The big legal problem now is dealing with the backlash – like the North Carolina and Mississippi statutes – and all the rallying around religious liberty.  And I think we still need to work on alternatives to marriage, get rid of tying so many benefits to marriage, and of course get rid of the joint tax return.  But a more fundamental issue is the rocky relationship between the more traditional (usually older) “gays” who have worked hard to achieve the “normalcy” denied them all their lives, and the comparatively radical (usually younger) queers who reject binaries, embrace fluidity, sometimes advocate polyamory, etc., and who increasingly reject or confront those who seem to have settled in to a homonormativity.

This fundamental confrontation comes at a time when queers of all stripes in many parts of the “emerging” world face marginalization, stigmatization, and brutality (and sometimes death or mandated sex change operations) because of patriarchal imposition of traditional binary sex roles and gender expression.  Whereas, for Africa, China, and many other regions Western notions of gay and lesbian may be too rigidly defined, too tied to essentialist notions of one’s sexual identity, and too capitalist in their daily implications, those who hunt down non-sexually-conforming individuals seem to have few qualms about applying essentialist categorizations to convict the “guilty.”
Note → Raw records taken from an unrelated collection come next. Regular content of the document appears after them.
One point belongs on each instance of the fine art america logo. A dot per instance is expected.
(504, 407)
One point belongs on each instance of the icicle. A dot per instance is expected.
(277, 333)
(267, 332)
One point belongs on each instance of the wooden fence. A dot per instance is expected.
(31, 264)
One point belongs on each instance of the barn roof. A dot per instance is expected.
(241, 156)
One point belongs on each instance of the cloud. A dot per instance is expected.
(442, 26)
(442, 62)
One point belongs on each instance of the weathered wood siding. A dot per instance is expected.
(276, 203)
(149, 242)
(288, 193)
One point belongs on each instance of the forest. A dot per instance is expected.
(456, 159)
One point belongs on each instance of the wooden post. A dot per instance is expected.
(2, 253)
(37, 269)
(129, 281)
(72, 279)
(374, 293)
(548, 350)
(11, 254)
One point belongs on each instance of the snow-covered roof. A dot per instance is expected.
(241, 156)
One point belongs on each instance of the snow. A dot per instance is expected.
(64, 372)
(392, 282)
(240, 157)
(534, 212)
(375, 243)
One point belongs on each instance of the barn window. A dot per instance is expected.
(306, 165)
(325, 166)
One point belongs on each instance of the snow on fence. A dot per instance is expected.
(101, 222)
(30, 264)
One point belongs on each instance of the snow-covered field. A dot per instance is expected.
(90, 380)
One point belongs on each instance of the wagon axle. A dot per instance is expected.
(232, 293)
I think it would be beneficial to discuss what this may mean for queers in the West, going forward.  Should there be a politics of engagement with queers in the developing world?  Should there be an international advocacy for LGBTQ rights, building on the UN’s Declaration of Human Rights, that finds a way to mobilize not only the “gays” and “lesbians” in the U.S., but also those who identify as queer, gender queer, etc., and who may not agree with the politics that led successfully to fuller “incorporation” of gays into the American social and legal system?  And how are individuals in Africa and elsewhere responding to such overtures?  Are such proposed interventions welcome, or seen as principally more clumsy acts of paternalism?

Are there, in other words, ethical demands that can move queers to join together with traditional gays to enact human rights legislation beyond our shores?